The directive requires federal agencies to begin implementing the system Oct. 27, although the process is expected to take years and at least $1 billion to complete. Estimates of how many people will be affected vary from 3 million to more than 12 million, depending mostly on how many contractors adopt the new technology for their employees.
Yet even the low range represents a potential boon to companies that specialize in smart-card technology, including San Diego's ImageWare Systems, Cubic Corp. and SAIC.
"From a historical perspective, the security industry has been moving from simple photo-ID badges to machine-readable cards for the past 10 years," said Randy Vanderhoof, executive director of the Smart Card Alliance, a New Jersey trade group.
In recent years, the market has moved to even more sophisticated versions, such as smart cards with programmable microprocessors that can store biometric data. Such cards can be read by wireless devices that download data to verify that the credential is authentic.
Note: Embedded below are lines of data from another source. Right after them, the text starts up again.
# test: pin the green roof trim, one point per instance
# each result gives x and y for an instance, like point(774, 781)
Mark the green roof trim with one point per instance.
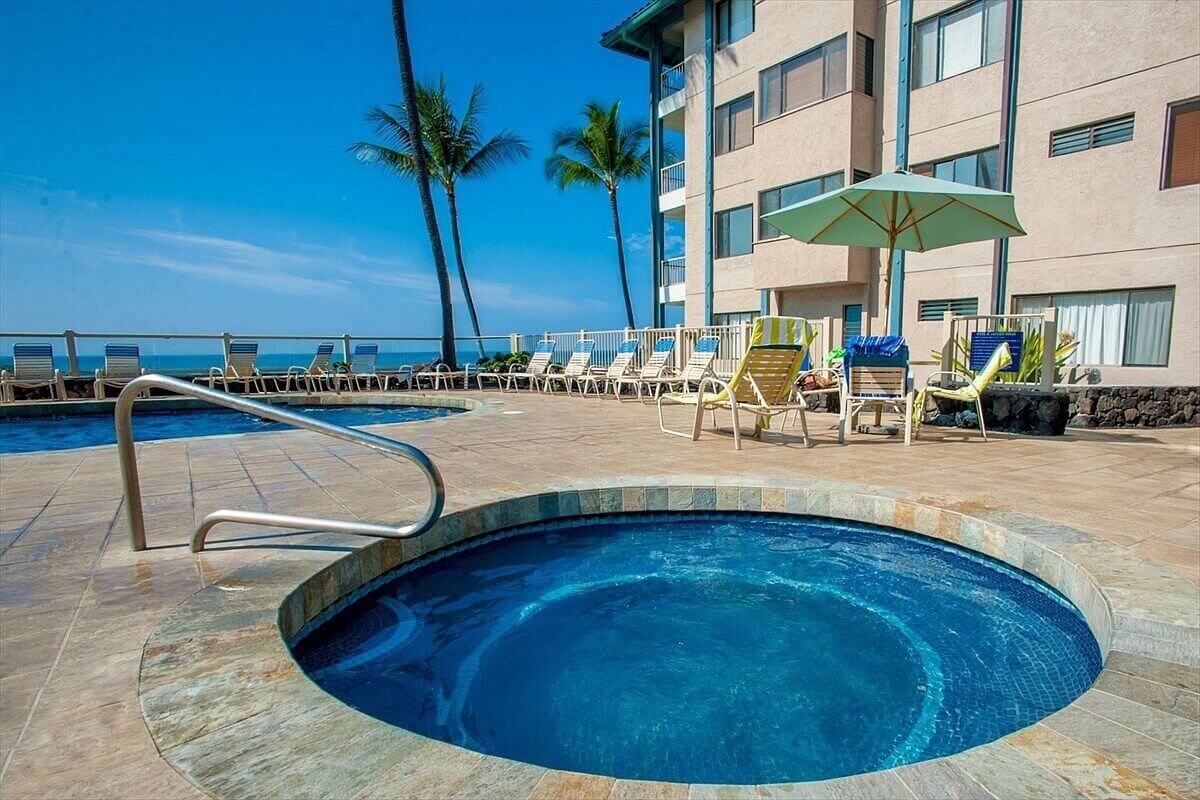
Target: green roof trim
point(629, 36)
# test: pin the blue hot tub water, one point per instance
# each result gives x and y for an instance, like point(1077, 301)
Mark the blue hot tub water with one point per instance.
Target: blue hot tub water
point(707, 648)
point(66, 432)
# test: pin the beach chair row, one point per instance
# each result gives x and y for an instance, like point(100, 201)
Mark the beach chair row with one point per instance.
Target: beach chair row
point(34, 368)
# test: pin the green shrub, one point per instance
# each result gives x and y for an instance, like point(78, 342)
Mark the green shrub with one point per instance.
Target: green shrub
point(502, 361)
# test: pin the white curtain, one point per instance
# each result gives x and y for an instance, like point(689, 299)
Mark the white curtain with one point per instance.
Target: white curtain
point(1098, 320)
point(961, 41)
point(1150, 326)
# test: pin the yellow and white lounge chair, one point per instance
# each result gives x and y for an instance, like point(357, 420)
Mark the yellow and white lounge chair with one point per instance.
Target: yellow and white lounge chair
point(970, 394)
point(761, 384)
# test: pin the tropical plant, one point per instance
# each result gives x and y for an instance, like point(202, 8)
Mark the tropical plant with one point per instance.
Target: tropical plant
point(454, 149)
point(604, 151)
point(1029, 371)
point(421, 173)
point(502, 361)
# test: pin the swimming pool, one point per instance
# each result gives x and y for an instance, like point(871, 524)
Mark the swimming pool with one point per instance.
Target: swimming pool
point(66, 432)
point(707, 648)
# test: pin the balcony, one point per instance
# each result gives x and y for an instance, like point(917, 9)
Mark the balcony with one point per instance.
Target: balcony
point(671, 275)
point(671, 191)
point(672, 96)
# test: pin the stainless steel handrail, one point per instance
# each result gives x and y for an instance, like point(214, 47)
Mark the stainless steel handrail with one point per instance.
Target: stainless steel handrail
point(127, 456)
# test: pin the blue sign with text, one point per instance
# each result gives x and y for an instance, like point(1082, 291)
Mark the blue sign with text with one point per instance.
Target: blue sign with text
point(984, 343)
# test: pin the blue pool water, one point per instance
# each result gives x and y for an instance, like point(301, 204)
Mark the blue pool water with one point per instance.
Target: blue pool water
point(27, 434)
point(708, 648)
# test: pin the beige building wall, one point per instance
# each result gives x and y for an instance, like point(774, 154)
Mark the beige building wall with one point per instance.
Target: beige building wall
point(1097, 220)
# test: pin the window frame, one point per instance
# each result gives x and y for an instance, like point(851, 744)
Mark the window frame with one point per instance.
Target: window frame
point(759, 218)
point(1091, 134)
point(933, 163)
point(948, 301)
point(1125, 335)
point(847, 76)
point(717, 19)
point(1165, 169)
point(729, 132)
point(717, 226)
point(913, 65)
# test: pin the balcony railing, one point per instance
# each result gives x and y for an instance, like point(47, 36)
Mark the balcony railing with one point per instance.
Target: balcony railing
point(672, 271)
point(671, 178)
point(673, 79)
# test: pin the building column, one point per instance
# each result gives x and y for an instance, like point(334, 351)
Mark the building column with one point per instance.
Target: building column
point(895, 302)
point(709, 20)
point(1007, 130)
point(657, 233)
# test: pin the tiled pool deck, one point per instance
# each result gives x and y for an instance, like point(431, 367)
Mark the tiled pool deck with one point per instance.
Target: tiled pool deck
point(123, 672)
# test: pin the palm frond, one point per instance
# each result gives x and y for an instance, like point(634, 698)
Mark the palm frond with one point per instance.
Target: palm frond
point(505, 148)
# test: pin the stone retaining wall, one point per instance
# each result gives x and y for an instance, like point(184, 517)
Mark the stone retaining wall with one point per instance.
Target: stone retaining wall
point(1134, 407)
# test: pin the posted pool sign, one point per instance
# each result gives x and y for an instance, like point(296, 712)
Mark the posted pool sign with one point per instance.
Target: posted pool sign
point(984, 343)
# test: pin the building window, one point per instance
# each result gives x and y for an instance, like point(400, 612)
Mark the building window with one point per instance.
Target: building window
point(735, 125)
point(1128, 328)
point(735, 20)
point(735, 232)
point(736, 318)
point(958, 41)
point(933, 311)
point(979, 168)
point(864, 65)
point(808, 78)
point(1089, 137)
point(785, 196)
point(1181, 156)
point(851, 323)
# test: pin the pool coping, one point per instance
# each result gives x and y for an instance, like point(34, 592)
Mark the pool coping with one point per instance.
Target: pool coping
point(72, 408)
point(229, 709)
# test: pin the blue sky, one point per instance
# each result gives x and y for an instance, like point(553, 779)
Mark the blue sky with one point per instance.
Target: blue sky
point(181, 167)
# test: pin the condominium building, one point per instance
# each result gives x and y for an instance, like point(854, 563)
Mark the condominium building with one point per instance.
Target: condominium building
point(1087, 110)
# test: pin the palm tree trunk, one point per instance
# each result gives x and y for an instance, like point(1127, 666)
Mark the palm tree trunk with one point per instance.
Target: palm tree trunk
point(621, 256)
point(462, 268)
point(423, 181)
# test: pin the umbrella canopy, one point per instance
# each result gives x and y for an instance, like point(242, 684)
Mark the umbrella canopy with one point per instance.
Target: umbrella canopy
point(900, 211)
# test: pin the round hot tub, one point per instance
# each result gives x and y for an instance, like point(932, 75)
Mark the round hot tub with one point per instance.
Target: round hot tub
point(706, 648)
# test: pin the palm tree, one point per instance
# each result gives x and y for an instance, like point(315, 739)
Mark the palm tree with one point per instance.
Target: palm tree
point(604, 151)
point(454, 149)
point(421, 170)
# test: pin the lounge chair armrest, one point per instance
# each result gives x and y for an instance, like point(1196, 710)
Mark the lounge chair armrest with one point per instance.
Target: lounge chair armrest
point(712, 380)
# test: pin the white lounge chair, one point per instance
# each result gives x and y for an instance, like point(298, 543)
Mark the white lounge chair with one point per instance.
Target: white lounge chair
point(360, 372)
point(654, 367)
point(576, 366)
point(123, 364)
point(700, 366)
point(617, 368)
point(311, 377)
point(239, 368)
point(761, 384)
point(33, 367)
point(539, 362)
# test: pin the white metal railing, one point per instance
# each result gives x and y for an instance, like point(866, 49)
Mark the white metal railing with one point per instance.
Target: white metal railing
point(673, 79)
point(180, 354)
point(1043, 326)
point(671, 178)
point(672, 271)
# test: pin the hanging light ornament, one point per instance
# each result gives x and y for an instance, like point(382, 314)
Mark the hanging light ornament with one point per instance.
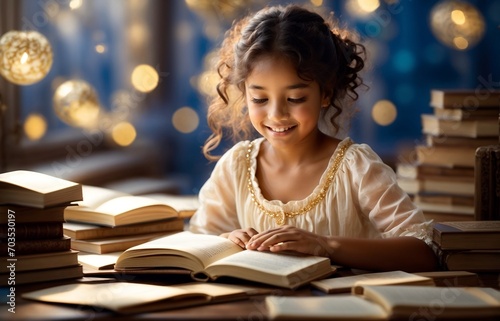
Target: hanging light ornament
point(457, 24)
point(25, 57)
point(76, 103)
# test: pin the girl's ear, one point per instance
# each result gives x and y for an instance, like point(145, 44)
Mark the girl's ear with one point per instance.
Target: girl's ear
point(325, 102)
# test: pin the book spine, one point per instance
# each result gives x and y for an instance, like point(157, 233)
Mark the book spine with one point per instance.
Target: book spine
point(35, 246)
point(34, 231)
point(487, 183)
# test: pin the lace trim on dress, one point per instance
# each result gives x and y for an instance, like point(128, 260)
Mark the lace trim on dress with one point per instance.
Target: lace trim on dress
point(422, 231)
point(280, 216)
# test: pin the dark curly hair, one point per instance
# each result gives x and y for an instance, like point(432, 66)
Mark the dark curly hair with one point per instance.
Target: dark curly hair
point(318, 48)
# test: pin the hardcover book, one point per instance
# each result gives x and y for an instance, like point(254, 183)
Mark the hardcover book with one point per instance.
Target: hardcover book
point(27, 188)
point(130, 298)
point(107, 207)
point(391, 302)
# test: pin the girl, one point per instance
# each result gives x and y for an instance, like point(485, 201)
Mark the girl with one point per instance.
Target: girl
point(289, 75)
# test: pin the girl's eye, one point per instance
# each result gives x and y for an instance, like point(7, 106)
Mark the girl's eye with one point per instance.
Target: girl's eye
point(297, 100)
point(258, 101)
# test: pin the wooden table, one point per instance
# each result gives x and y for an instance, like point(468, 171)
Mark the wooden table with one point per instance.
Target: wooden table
point(249, 309)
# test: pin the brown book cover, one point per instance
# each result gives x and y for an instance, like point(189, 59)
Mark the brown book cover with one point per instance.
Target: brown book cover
point(22, 214)
point(468, 99)
point(468, 260)
point(21, 247)
point(33, 231)
point(487, 183)
point(81, 231)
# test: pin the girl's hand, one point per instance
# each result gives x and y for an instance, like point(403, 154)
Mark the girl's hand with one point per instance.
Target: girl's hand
point(289, 238)
point(241, 236)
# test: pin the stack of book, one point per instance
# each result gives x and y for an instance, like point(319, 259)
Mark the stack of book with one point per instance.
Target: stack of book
point(468, 245)
point(32, 245)
point(440, 174)
point(107, 222)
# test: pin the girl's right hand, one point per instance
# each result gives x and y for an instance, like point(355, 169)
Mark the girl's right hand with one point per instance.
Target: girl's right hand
point(240, 236)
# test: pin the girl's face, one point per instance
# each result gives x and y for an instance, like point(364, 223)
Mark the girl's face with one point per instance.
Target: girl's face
point(282, 107)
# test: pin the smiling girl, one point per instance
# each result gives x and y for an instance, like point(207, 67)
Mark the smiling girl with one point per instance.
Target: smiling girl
point(291, 183)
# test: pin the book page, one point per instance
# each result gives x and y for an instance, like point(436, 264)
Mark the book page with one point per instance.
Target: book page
point(267, 262)
point(119, 296)
point(94, 196)
point(348, 283)
point(34, 181)
point(338, 307)
point(181, 203)
point(204, 248)
point(453, 301)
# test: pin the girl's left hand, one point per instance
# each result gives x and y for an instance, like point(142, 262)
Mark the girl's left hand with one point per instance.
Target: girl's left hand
point(289, 238)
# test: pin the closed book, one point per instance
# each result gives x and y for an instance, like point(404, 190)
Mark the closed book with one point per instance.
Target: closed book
point(24, 214)
point(113, 244)
point(390, 302)
point(468, 235)
point(349, 283)
point(446, 156)
point(467, 99)
point(132, 298)
point(464, 128)
point(45, 275)
point(487, 183)
point(466, 114)
point(33, 231)
point(28, 188)
point(40, 261)
point(106, 207)
point(9, 248)
point(81, 231)
point(469, 260)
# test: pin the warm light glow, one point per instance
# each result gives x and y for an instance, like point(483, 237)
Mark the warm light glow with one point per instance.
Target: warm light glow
point(384, 112)
point(317, 3)
point(76, 103)
point(35, 126)
point(25, 57)
point(75, 4)
point(457, 24)
point(185, 120)
point(123, 134)
point(458, 17)
point(368, 5)
point(100, 48)
point(461, 43)
point(145, 78)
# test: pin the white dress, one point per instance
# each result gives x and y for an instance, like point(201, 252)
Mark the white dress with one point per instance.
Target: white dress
point(363, 199)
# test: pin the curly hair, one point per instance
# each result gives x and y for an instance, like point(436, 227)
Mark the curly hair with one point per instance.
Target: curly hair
point(319, 49)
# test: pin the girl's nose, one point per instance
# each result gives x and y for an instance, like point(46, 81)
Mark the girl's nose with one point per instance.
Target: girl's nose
point(278, 111)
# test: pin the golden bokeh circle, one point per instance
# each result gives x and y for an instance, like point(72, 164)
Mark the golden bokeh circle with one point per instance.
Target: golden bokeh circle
point(25, 57)
point(76, 103)
point(457, 24)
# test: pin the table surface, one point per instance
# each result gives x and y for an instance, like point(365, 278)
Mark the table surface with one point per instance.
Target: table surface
point(247, 309)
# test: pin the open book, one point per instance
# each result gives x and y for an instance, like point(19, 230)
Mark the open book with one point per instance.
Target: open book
point(391, 302)
point(128, 298)
point(209, 257)
point(348, 283)
point(33, 189)
point(103, 206)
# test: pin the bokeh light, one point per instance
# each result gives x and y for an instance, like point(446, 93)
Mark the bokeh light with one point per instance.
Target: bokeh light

Smart cards even include technology that can be used to control access to computer networks by requiring employees to use their ID cards to log on to their computers at work.
"Some federal agencies are much further along in changing their procedures and policies and lining up the equipment and supplies they need," Vanderhoof said.
The investment required to upgrade security systems, including reader devices, software, door controllers and computer network log-in devices, will be huge, Vanderhoof added.
The security directive also was a prominent topic at the recent annual conference of ASIS International, a Virginia industry group that previously was known as the American Society for Industrial Security.
Many companies promoted their ID-card technologies on the exhibit floor during the conference.
"For us, it was a matter of putting together a suite of products that would fit these new requirements," said Jim Miller, chairman and chief executive of ImageWare, a software developer. The company's software includes programs that can read and compare fingerprints, along with other ID authentication data, and operates with smart-card technology.
The government also has set technical standards for the software, hardware and other components of the system that verify a person's identity. Miller said the government has certified that ImageWare's software meets the new standard.
Cubic already was working with the Pentagon on development of a common access card, which also must meet the presidential directive, said Bruce Roberts, vice president of Cubic's advanced programs.